Look back on your own childhood. You probably remember doing something -- or many things -- that were not for a grade or trophy, but just for fun. And BECAUSE you were "self-driven," you developed all sorts of skills that are harder to get in an adult-run, top-down pursuits. And if your whole life is adult-run, top-down pursuits, or being driven BY an adult TO them, it can be demoralizing, even stunting.
Here's a snippet from an NPR interview with Stixrud:
Let's start with a basic definition from the book's title. What does it mean for a child to be self-driven?
When I used to do psychotherapy, I was struck by how many young adults I saw who said, "I feel like I've spent my whole life trying to live up to other people's expectations. I want to try to figure out what's really important to me."
I think that the self-driven child is driven by internal motivation as opposed to other people's expectations, rewards, insecurity or fear.
To be self-driven, kids need to have a sense of control over their lives and are energetic about directing their lives in the direction they want to go.
This is what Let Grow co-founder Peter Gray calls the internal locus of control:
Without an internal locus of control you feel like you are a victim of circumstances and powerful others, rather than someone who can handle your own problems, or deal with disputes.
Nailing the same point again, here's the conclusion of Sixgud's NPR interview:
You say the best way to motivate a child for the things you think he should focus on is to let him spend time on the things he wants to focus on. Why?
There's a scientist by the name of Reed Larson who studies adolescent development with a strong focus on motivation. And he concluded some years ago that the best way to develop a self-motivated, older-adolescent adult is to encourage their participation in their pastimes — in the stuff they love.
The point he's made is that, if a kid is deeply involved in something that he loves to do, he's going to create a brain-state that combines high focus, high energy, high effort and low stress. Ideally, at least in our professional lives, that's where we want to be most of the time. We want to be interested, engaged, active, alert, and focused but not highly stressed.
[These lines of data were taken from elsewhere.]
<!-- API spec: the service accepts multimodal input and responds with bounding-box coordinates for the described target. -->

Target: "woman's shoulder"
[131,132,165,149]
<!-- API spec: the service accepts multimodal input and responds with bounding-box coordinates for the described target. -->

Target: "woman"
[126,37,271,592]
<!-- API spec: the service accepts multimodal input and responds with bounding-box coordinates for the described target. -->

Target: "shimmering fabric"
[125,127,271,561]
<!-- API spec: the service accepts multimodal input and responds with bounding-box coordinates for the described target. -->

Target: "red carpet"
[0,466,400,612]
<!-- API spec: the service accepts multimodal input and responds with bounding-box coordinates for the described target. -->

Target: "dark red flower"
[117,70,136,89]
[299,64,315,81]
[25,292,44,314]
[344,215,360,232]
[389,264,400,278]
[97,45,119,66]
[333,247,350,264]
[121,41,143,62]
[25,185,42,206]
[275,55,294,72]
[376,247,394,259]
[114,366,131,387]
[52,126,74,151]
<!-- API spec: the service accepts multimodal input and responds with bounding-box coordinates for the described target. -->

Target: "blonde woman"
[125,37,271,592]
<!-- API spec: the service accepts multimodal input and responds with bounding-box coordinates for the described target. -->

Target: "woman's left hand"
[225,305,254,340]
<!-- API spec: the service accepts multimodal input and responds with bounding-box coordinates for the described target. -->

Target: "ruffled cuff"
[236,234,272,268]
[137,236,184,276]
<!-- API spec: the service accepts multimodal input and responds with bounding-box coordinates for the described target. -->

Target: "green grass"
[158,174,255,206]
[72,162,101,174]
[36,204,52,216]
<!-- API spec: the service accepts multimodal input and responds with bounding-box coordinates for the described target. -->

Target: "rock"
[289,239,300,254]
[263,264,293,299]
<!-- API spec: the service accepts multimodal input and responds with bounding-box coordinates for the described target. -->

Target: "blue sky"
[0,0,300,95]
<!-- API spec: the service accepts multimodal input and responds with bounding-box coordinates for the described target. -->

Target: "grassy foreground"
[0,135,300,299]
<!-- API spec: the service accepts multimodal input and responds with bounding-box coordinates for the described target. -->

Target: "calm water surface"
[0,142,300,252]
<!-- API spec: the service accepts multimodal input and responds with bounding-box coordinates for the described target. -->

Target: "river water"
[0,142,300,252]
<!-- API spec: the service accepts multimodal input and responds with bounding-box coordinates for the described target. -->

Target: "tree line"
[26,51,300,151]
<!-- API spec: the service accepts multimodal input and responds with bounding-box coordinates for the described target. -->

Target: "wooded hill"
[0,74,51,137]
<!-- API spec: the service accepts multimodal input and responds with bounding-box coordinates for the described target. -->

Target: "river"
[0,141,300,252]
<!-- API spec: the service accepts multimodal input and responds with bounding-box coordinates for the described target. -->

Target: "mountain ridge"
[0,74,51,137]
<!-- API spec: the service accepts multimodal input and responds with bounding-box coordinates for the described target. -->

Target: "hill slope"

In my own experience, I was a C+ student in high school, but I spent at least two or three hours a night working on rock 'n' roll music. I was in a band and learned to play instruments and learning chord structure and practicing harmony parts. Oftentimes, I'd tell myself, "Well, I'll go into my music room for half an hour, and then I'll do some homework." But commonly, two-and-a-half hours later, I'd come out and have no idea where all the time went.
I feel that I really sculpted a brain that, once I found something professionally that really speaks to me, I could go pedal to the metal.
To let your kids sculpt their brains, give them some free time to pursue something that won't necessarily get them into college. (But -- shhh! -- it just might.) - L.